The Academic Advisory Board of the International Studies (IS) Program has discussed whether the major should be open to all students who are interested in the subject area. This year is the 16th year that the program has been offered at Boston College.
Under the current system, students apply at the end of their freshman year, and the number of applications typically averages from around 115 to 120. Between 90 and 100 students are admitted to the major each year.
“To move forward from here, we’ll need to add additional sections of classes, and we hope to do that in the next few years, so that we might be able to open the major to all students, without an application,” said Robert Murphy, the program’s director.
“No decisions have been made with timing, but our goal is that we would like to do that, to open it up at some point.”
The Advisory Board has estimated that the class size would jump to around 150 students if it were not a restricted major. If it does open the program, it plans on making sure that it has the capacity to meet additional demand if it is above what is expected.
“It will probably require more faculty to cover these courses, whether that is using faculty that are here at BC, but maybe we are able to have them teach for international studies and meet some of our needs that way, or it might be that we have to hire some additional faculty to cover these courses,” he said. “Probably most likely a little of both.”
Murphy said the major has reached its maximum sustainable capacity.
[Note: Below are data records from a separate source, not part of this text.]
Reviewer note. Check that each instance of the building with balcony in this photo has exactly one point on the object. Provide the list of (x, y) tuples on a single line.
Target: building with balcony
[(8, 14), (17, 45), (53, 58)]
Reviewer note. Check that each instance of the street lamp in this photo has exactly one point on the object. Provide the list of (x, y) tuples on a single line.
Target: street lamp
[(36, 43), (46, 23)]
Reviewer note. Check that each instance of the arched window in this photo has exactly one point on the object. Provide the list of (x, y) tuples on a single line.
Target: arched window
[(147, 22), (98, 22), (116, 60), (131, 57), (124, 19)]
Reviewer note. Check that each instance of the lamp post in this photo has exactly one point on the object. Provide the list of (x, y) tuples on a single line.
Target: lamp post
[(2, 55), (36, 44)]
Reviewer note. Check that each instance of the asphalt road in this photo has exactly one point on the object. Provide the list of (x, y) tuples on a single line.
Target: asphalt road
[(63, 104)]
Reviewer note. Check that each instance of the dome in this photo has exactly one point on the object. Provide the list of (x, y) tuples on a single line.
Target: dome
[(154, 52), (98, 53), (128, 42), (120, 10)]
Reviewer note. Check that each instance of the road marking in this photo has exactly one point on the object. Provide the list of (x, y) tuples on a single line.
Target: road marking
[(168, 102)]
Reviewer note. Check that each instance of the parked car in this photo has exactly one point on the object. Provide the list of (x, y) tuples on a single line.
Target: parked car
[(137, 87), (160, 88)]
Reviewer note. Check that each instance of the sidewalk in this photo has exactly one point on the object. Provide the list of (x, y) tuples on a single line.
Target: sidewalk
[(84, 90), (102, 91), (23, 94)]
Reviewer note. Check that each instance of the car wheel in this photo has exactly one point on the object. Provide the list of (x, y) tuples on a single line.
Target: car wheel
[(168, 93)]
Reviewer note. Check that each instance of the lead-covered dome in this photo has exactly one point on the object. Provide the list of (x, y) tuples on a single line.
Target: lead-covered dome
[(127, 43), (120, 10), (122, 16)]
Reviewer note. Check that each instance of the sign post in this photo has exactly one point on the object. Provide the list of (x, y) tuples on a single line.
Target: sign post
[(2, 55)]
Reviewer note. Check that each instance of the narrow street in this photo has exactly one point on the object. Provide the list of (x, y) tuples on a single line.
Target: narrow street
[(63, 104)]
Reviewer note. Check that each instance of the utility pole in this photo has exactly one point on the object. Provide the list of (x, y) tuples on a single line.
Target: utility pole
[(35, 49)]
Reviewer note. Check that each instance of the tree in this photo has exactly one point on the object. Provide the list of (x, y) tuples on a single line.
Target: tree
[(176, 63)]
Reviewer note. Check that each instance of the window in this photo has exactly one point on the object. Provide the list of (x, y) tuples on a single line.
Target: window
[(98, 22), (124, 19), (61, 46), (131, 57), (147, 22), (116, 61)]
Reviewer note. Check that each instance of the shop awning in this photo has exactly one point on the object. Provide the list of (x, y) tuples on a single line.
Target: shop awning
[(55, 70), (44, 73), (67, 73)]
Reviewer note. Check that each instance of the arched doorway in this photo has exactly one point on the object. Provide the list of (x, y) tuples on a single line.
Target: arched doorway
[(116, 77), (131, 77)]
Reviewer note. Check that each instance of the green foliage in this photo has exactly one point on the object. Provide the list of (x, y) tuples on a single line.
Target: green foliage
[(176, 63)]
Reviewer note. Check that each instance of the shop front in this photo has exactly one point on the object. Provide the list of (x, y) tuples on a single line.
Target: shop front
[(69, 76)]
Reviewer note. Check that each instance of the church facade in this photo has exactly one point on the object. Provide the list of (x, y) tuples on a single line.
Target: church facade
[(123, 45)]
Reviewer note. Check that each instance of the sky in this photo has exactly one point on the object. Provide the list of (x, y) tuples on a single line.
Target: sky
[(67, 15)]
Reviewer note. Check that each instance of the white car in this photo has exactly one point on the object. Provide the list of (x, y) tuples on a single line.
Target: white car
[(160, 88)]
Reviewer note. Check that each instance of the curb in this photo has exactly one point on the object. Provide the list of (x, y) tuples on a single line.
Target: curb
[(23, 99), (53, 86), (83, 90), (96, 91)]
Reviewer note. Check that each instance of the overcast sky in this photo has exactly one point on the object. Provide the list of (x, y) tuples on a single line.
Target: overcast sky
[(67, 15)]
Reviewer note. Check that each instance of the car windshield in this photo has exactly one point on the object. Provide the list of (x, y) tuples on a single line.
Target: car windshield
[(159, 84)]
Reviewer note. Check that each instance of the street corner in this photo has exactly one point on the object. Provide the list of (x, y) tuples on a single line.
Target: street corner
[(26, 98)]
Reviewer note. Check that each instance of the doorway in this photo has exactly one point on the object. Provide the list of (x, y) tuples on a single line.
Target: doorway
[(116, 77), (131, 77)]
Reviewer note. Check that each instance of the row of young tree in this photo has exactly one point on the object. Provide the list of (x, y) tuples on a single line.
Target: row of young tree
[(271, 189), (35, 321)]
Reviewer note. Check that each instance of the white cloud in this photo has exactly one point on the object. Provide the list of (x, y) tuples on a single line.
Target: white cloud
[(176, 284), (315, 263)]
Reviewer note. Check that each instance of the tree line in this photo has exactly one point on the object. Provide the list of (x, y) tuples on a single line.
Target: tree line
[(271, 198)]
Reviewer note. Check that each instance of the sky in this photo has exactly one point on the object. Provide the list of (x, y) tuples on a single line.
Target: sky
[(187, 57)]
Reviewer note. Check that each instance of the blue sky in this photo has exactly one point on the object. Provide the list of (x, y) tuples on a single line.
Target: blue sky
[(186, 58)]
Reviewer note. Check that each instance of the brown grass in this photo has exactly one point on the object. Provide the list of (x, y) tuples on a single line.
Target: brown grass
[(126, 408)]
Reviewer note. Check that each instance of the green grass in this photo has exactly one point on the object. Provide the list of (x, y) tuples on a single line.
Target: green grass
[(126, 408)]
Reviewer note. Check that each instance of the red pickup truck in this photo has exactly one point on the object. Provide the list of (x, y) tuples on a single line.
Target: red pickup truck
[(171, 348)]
Over the past 10 years, the number of majors enrolled in the IS program has increased from 132 to 253, according to the BC Fact Book.
Curriculum changes, however, may dampen overall student demand.
“I think one thing that is an important feature that may keep the numbers from rising too quickly, or by too much, is that we have strengthened the language requirement, so students now have to go through a third year of language, or do a second intermediate language,” Murphy said. “I think that may be something that students consider when they decide if they want to do the IS major.”
The IS major also consists of 14 courses, four larger than the typical major at BC, which generally consists of 10. This could be a deterrent for some students, even if the application were no longer restricted.
“I think [this] will also perhaps sort students in a way that keeps numbers from becoming too hard to manage,” Murphy said.